Um dia parado na Autoeuropa são menos 400 carros

  • Marta Santos Silva
  • 29 Agosto 2017

Os trabalhadores da Autoeuropa rejeitam o novo horário que os obrigaria a trabalhar sábados e por isso vão parar a partir das 23h30 de hoje. Para a Autoeuropa, são quatro centenas de carros a menos.

Este é o T-Roc, o novo modelo que vai ser produzido em Palmela e que vai obrigar a mudar os horários.

É um dia de paralisação: das 23h30 de 29 de agosto até à meia-noite de dia 30. O impacto, para a Autoeuropa, é fácil de calcular: “Fazemos cerca de 400 carros por dia”, resume fonte oficial da empresa ao ECO, pelo que será esse o impacto de um dia de paragem. Porquê esta greve, convocada pelos sindicatos afetos à CGTP?

Para manter os objetivos da Volkswagen para a fábrica, procurava-se um acordo de horários em que os trabalhadores da Autoeuropa trabalhassem aos sábados, com uma folga semanal rotativa e uma fixa aos domingos, além de passar a haver três turnos diários. Em contrapartida, o acordo de princípio previa um pagamento mensal de 175 euros adicional ao previsto na lei, 25% de subsídio de turno e um dia adicional de férias.

A Comissão de Trabalhadores, que habitualmente representa os funcionários da empresa junto dos dirigentes, chegou a um pré-acordo que acabou chumbado por mais de 70% dos trabalhadores votantes. Resultado? A Comissão de Trabalhadores demitiu-se e os sindicatos afetos à CGTP passaram a representar os trabalhadores.

O que pretendem os sindicalistas? Segundo um dos sindicatos envolvidos, a Fiequimetal, a greve acontece por cinco motivos:

  1. Contra a alteração e agravamento dos horários de trabalho;
  2. contra a obrigatoriedade de trabalhar ao sábado;
  3. pelo direito à conciliação da vida familiar com a vida profissional;
  4. pelo direito a uma vida laboral que preserve a saúde;
  5. [e] por outra solução que salvaguarde os interesses dos trabalhadores.

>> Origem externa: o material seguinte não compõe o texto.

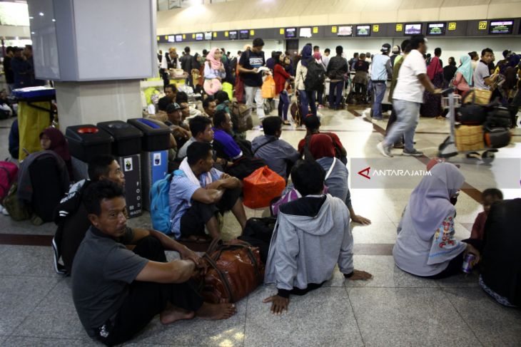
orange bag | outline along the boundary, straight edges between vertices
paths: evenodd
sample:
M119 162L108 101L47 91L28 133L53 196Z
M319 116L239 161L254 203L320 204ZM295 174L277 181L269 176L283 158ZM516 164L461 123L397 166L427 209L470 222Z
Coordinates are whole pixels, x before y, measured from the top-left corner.
M285 180L268 166L259 167L243 180L244 204L251 209L267 207L282 195Z
M275 80L271 75L268 75L264 80L261 89L263 98L265 99L273 99L275 98Z

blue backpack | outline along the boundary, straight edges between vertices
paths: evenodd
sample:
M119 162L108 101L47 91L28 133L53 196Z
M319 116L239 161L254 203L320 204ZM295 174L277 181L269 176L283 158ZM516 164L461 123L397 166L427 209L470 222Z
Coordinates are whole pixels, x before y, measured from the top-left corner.
M150 191L152 228L163 234L171 234L172 229L168 204L168 192L171 182L172 174L168 174L165 178L156 182Z

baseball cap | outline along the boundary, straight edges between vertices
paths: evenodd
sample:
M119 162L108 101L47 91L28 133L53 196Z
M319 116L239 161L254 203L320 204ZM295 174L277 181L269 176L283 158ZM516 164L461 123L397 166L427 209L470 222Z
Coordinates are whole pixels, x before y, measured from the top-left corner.
M388 52L390 49L390 45L389 43L384 43L382 45L382 49L380 50L380 52Z
M168 106L166 106L167 113L171 113L172 112L175 112L179 110L181 110L181 106L178 103L171 103Z

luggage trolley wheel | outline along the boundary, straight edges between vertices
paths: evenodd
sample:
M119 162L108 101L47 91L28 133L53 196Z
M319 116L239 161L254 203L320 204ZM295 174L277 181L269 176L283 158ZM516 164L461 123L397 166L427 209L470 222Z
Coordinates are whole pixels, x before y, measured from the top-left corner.
M481 160L483 160L483 162L490 164L494 161L494 158L495 157L494 153L496 152L497 152L497 150L485 150L481 154Z

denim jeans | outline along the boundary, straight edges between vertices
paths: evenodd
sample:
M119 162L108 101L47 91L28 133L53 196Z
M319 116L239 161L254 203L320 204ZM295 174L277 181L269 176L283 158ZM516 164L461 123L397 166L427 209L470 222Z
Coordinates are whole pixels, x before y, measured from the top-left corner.
M414 150L414 133L418 125L421 105L421 103L405 100L393 100L393 108L396 110L396 122L383 140L384 147L392 146L403 135L405 149Z
M373 103L373 118L382 119L382 101L385 95L385 82L373 82L373 91L375 95L375 101Z
M282 119L288 120L288 108L290 107L290 98L288 97L288 92L283 90L278 95L278 109L279 115L282 116Z
M330 82L329 83L329 107L338 108L342 98L342 89L344 81ZM336 95L335 95L336 94ZM333 101L334 100L334 101Z
M263 98L260 87L244 86L246 93L246 106L253 108L253 99L257 104L257 117L264 118L264 99Z
M315 104L315 92L306 91L301 89L298 90L298 95L300 98L300 110L302 111L302 117L305 118L310 113L313 115L317 115L317 105Z

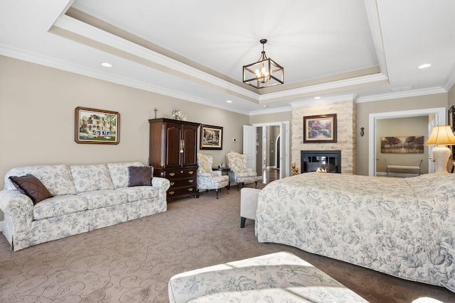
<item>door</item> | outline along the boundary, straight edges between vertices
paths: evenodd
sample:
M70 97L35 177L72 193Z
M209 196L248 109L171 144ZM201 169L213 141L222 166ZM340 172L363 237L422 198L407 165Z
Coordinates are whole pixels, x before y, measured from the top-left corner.
M287 161L289 155L289 147L287 141L289 140L289 132L285 123L279 123L279 178L288 177L289 175L289 165Z
M243 154L247 155L247 167L256 171L256 127L243 126Z

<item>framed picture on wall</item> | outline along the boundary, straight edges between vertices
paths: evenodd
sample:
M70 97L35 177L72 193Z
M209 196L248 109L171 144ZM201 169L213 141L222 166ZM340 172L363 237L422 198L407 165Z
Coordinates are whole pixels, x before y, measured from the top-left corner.
M336 114L304 117L304 143L336 142Z
M120 114L117 111L76 107L75 141L77 143L119 144Z
M200 149L223 149L223 127L211 125L200 126Z

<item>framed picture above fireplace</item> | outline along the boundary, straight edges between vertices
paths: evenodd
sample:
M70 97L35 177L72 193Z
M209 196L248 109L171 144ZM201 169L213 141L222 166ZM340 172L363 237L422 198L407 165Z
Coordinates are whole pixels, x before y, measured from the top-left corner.
M304 116L304 143L336 142L336 114Z

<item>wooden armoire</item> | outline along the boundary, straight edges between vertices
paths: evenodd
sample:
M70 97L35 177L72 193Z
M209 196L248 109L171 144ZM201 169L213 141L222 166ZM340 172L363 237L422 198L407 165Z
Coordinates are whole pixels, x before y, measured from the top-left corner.
M149 120L149 161L154 175L171 182L167 200L182 197L199 197L198 189L198 123L166 118Z

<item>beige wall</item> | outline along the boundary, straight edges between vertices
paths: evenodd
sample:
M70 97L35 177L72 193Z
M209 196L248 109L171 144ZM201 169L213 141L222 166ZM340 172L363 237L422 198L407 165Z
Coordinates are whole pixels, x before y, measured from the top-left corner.
M223 150L202 150L213 155L215 163L225 162L229 150L242 150L242 126L248 124L248 116L4 56L0 67L0 189L6 171L15 167L132 160L146 164L148 119L154 118L155 107L159 118L170 118L178 108L189 121L223 126ZM118 111L120 143L76 143L77 106Z
M384 159L390 165L418 166L423 160L422 172L428 173L428 147L424 146L423 153L382 153L381 137L407 137L423 136L428 139L428 116L378 119L376 123L376 158L378 172L385 172Z
M180 109L190 121L223 126L222 150L202 150L214 162L225 162L230 150L242 150L242 125L289 121L293 111L245 115L0 56L0 189L10 168L43 164L90 164L139 160L147 163L148 119L170 117ZM455 104L455 92L449 93ZM368 115L423 108L445 107L447 94L358 104L353 109L356 136L353 144L357 173L368 173ZM77 106L118 111L120 143L77 144L74 115ZM326 111L323 111L326 112ZM305 113L304 113L305 114ZM299 120L301 120L300 114ZM360 128L365 136L360 136ZM294 138L291 127L289 137ZM301 133L299 128L299 133ZM237 142L233 143L235 138ZM291 145L296 144L291 142ZM299 141L300 144L300 141ZM356 149L355 149L356 148ZM291 161L294 161L291 157ZM3 214L0 212L0 221Z
M447 106L447 94L395 99L357 104L357 175L368 175L368 119L370 114ZM365 127L365 136L360 129Z

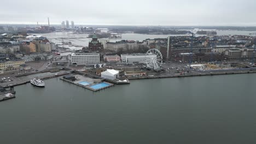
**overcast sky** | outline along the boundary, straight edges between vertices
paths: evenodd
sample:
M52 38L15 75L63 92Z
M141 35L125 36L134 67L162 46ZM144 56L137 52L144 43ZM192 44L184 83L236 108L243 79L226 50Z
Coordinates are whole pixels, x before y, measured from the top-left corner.
M5 0L0 23L256 26L255 0Z

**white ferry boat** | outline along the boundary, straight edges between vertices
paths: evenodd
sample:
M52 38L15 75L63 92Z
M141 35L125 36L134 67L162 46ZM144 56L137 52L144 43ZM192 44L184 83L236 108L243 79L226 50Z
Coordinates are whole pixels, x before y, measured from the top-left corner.
M44 87L44 82L40 79L33 79L30 80L30 83L36 86Z

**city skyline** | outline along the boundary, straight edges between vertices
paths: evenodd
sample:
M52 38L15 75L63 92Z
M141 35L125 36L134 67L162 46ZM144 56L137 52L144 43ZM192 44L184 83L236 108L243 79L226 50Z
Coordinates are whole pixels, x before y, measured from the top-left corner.
M138 25L138 26L253 26L256 20L252 19L256 12L256 2L234 1L154 1L132 0L129 3L116 0L84 2L49 0L38 2L39 8L32 7L30 0L3 2L6 5L0 10L0 23L47 24L61 23L72 20L76 25ZM94 5L95 3L97 9ZM61 7L58 7L61 3ZM79 4L73 4L79 3ZM25 5L26 4L26 5ZM11 5L10 5L11 4ZM89 5L89 6L85 6ZM14 8L9 9L10 7ZM30 7L31 6L31 7ZM19 8L27 7L27 11ZM111 9L109 9L109 8ZM31 13L31 11L34 11ZM41 12L42 11L42 12ZM59 13L61 11L61 13Z

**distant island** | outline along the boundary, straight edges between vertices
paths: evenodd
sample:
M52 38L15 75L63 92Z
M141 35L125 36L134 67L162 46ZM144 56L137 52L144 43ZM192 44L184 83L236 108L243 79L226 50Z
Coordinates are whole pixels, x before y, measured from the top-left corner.
M212 31L197 31L196 34L217 34L216 32L212 32Z

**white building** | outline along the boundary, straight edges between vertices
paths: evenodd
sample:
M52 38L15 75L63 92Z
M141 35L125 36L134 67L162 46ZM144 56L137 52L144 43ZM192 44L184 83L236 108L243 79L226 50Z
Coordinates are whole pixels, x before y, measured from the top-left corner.
M71 27L72 28L74 28L74 21L71 21Z
M120 41L115 43L107 42L106 44L106 50L108 50L112 51L118 51L120 49L126 50L129 49L137 49L136 41Z
M51 50L56 50L55 44L53 43L50 43L50 44L51 44Z
M103 49L106 49L107 48L106 44L107 43L109 42L109 39L100 39L100 42L101 42L101 44L102 44L102 45L103 45Z
M72 53L72 64L91 64L100 63L99 53Z
M120 56L118 55L104 55L103 59L105 62L119 62Z
M215 52L223 53L226 50L235 47L236 45L217 45L213 49L213 51Z
M51 45L49 42L41 42L40 49L42 52L51 52Z
M121 59L126 64L146 63L149 59L156 58L156 55L148 55L145 53L121 55Z
M119 71L114 69L107 69L101 73L101 77L109 80L115 80L119 77Z
M61 28L65 28L66 27L65 27L65 21L62 21L62 22L61 22Z
M69 24L68 23L68 21L66 20L66 28L69 28Z

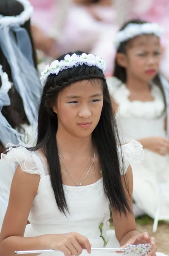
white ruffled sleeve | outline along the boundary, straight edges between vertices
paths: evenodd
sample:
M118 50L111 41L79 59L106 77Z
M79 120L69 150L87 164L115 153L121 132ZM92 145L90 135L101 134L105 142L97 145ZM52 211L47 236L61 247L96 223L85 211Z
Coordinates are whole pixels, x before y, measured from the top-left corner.
M17 146L13 148L12 146ZM24 172L39 175L37 167L38 158L36 154L28 150L20 144L13 145L8 143L7 154L1 154L0 160L0 232L8 207L10 191L14 174L20 164ZM39 166L39 164L38 164Z
M11 146L14 146L15 145L11 143L8 143L7 145L7 147L9 147L7 150L7 154L1 154L0 161L2 162L5 161L6 163L8 162L18 163L23 171L31 174L39 175L34 160L35 153L28 150L20 144L17 145L16 148L13 148Z
M132 140L126 144L118 148L121 175L124 175L130 165L132 168L139 169L139 165L144 158L143 146L138 142Z

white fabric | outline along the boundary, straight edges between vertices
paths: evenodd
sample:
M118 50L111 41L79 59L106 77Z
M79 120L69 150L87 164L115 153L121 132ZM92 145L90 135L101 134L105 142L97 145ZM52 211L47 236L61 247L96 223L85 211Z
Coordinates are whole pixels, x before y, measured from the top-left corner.
M19 15L14 16L3 16L0 19L0 27L18 25L23 25L30 18L34 10L28 0L17 0L23 6L24 10Z
M152 34L160 38L163 32L163 29L161 28L157 23L130 23L124 29L117 33L115 36L114 46L115 49L118 49L121 43L141 35Z
M124 172L125 172L129 164L132 165L133 163L139 163L142 160L143 150L141 144L133 140L128 145L121 147L124 155L126 167ZM135 147L136 148L136 151ZM120 147L118 148L120 158L121 152ZM133 155L135 156L135 158ZM70 215L66 217L60 213L56 204L50 176L42 156L37 152L28 151L20 145L15 148L11 147L6 155L2 155L2 160L0 161L0 180L4 180L1 186L0 186L1 206L3 199L4 202L3 195L6 197L6 205L8 201L12 176L14 172L12 166L11 166L15 163L17 165L19 163L23 171L39 174L41 177L28 218L31 224L26 226L25 236L74 231L86 236L93 247L102 247L104 242L100 237L99 227L101 223L103 223L102 233L108 242L107 247L118 247L120 246L114 231L109 230L109 204L104 192L102 178L93 184L85 186L74 187L64 185L70 212ZM3 190L4 186L5 189ZM3 193L4 190L5 194ZM0 209L2 209L1 206ZM0 222L2 223L5 212L4 210L0 212L1 215ZM85 253L86 253L83 252L83 254ZM53 255L60 254L62 255L57 252ZM43 255L49 256L50 253Z
M44 86L46 79L50 74L55 74L57 76L63 70L77 67L79 65L82 66L83 64L90 67L96 66L98 68L101 70L104 73L106 68L104 61L99 56L87 54L84 52L81 55L73 53L70 56L69 54L67 54L64 57L64 59L60 61L56 60L52 62L50 66L46 66L43 72L42 72L40 77L42 86Z
M166 138L166 113L160 90L155 84L151 90L152 102L128 99L130 92L121 81L110 77L107 80L109 92L118 105L121 137L124 142L149 137ZM121 132L121 131L122 131ZM138 206L155 218L160 204L159 220L169 220L169 155L162 156L144 148L144 158L139 172L133 169L133 198Z

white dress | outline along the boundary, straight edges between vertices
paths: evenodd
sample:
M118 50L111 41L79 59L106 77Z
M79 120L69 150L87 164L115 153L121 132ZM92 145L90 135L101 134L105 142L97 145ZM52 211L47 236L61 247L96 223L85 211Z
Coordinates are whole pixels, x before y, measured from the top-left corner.
M141 162L144 152L140 143L132 140L128 144L121 146L121 148L126 172L129 164L134 168ZM120 154L121 151L119 152ZM109 203L104 192L102 178L87 186L64 185L70 212L66 217L61 213L56 204L43 158L37 152L31 152L22 146L16 148L11 147L7 154L2 154L0 178L4 182L1 184L1 188L0 186L0 198L5 197L6 203L8 199L11 180L6 175L8 176L8 172L11 171L8 169L8 165L11 163L16 165L15 168L19 163L23 171L40 176L37 194L28 218L31 224L26 226L25 237L76 232L87 237L93 247L103 247L104 242L101 237L101 229L102 236L107 242L106 247L119 247L115 232L110 230ZM1 212L1 214L2 220L4 212ZM102 228L101 225L103 225ZM83 254L85 253L86 252L84 251ZM98 252L96 253L98 254ZM60 254L62 255L59 252L52 253L56 256ZM49 256L51 254L43 255Z
M121 138L126 143L132 138L166 138L166 113L163 113L164 104L157 85L152 87L154 101L131 102L128 99L130 92L121 81L110 77L107 82L110 93L118 105L116 116ZM133 198L138 206L152 218L158 215L158 219L169 220L169 155L161 156L145 148L144 151L140 170L133 170Z

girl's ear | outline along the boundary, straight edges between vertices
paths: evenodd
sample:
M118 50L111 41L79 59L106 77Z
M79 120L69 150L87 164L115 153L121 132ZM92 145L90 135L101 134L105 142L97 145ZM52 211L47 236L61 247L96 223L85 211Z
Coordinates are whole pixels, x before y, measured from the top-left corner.
M124 53L118 52L116 54L116 61L119 66L122 67L127 67L127 56Z
M51 104L51 106L53 109L53 111L56 114L57 114L57 110L56 103L54 103Z

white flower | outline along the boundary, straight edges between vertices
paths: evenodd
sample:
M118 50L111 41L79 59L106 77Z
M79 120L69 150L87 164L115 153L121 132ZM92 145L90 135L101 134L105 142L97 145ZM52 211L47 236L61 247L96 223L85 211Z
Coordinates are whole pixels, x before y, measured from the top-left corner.
M60 71L60 62L56 60L52 62L50 66L50 70L52 74L58 75Z
M73 53L71 56L67 54L64 60L60 61L56 60L51 63L50 67L49 65L45 67L44 70L41 73L41 84L43 86L44 86L47 78L51 73L57 75L64 69L74 66L77 67L79 64L82 66L83 64L90 66L96 66L103 72L104 72L106 67L105 61L99 56L95 56L93 54L87 55L84 53L80 55L77 55L76 53Z
M92 64L95 63L95 56L93 54L87 54L87 62L88 64Z
M160 37L163 32L163 29L156 23L129 24L123 30L118 32L115 40L115 47L117 49L120 44L138 35L153 34Z
M49 75L51 74L51 70L49 65L47 65L45 68L43 72L42 73L42 76L48 76Z
M67 54L64 59L64 64L66 66L70 67L78 65L77 64L78 63L78 58L76 53L73 53L71 56Z

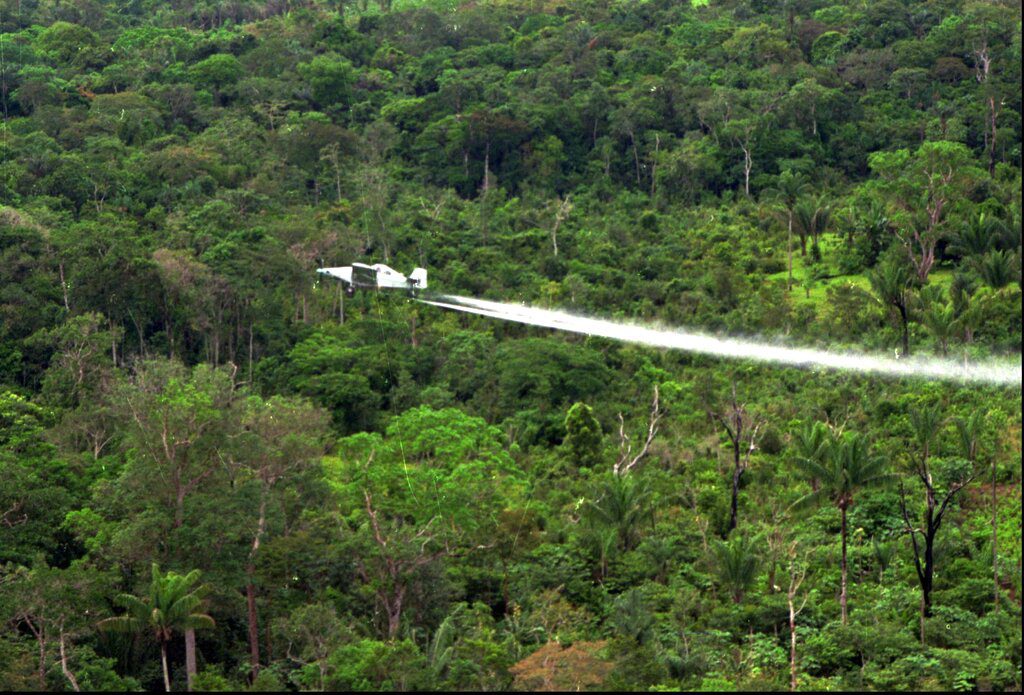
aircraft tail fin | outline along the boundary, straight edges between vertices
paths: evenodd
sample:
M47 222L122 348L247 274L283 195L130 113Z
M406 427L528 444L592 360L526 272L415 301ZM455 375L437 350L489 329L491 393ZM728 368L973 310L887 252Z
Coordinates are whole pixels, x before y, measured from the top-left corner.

A paralisação da empresa por pouco mais de 24 horas vai acabar por custar cerca de 400 carros a uma fábrica que foi a escolhida para fazer o novo modelo T-Roc.

Rogério Silva, representante da Fiequimetal, disse ao ECO que tem grandes expectativas para esta quarta-feira. “Esperamos que seja uma boa greve”, afirmou. “Mostrou-se uma grande coesão e determinação dos trabalhadores no sentido de levar por diante aquelas que são as suas exigências”.

Eduardo Florindo, do sindicato Site-Sul, explicou ao ECO que as conclusões do plenário de trabalhadores desta segunda-feira vão ser entregues hoje, terça, aos dirigentes da Autoeuropa. “A partir daí vamos ver se vamos reunir com eles”, disse, pondo de parte que a reunião ocorresse antes da greve ou viesse a impedi-la. “Os trabalhadores foram muito participativos” nos dois plenários de segunda, explicou. O trabalho aos sábados é o principal fator que mobiliza os colaboradores da Autoeuropa. “É complicado, porque mexe com a vida social e traz mesmo problemas de saúde”, argumentou.

O que acontece agora? Para já, o pré-acordo negociado com a Comissão de Trabalhadores demissionária e que foi rejeitado em referendo não entra em vigor. A sua entrada em vigor só estava planeada para a partir de novembro numa secção da fábrica, e a partir de fevereiro de 2018 em toda a fábrica. “Por isso é que o administrador diz que as questões têm de estar resolvidas até ao final de outubro”.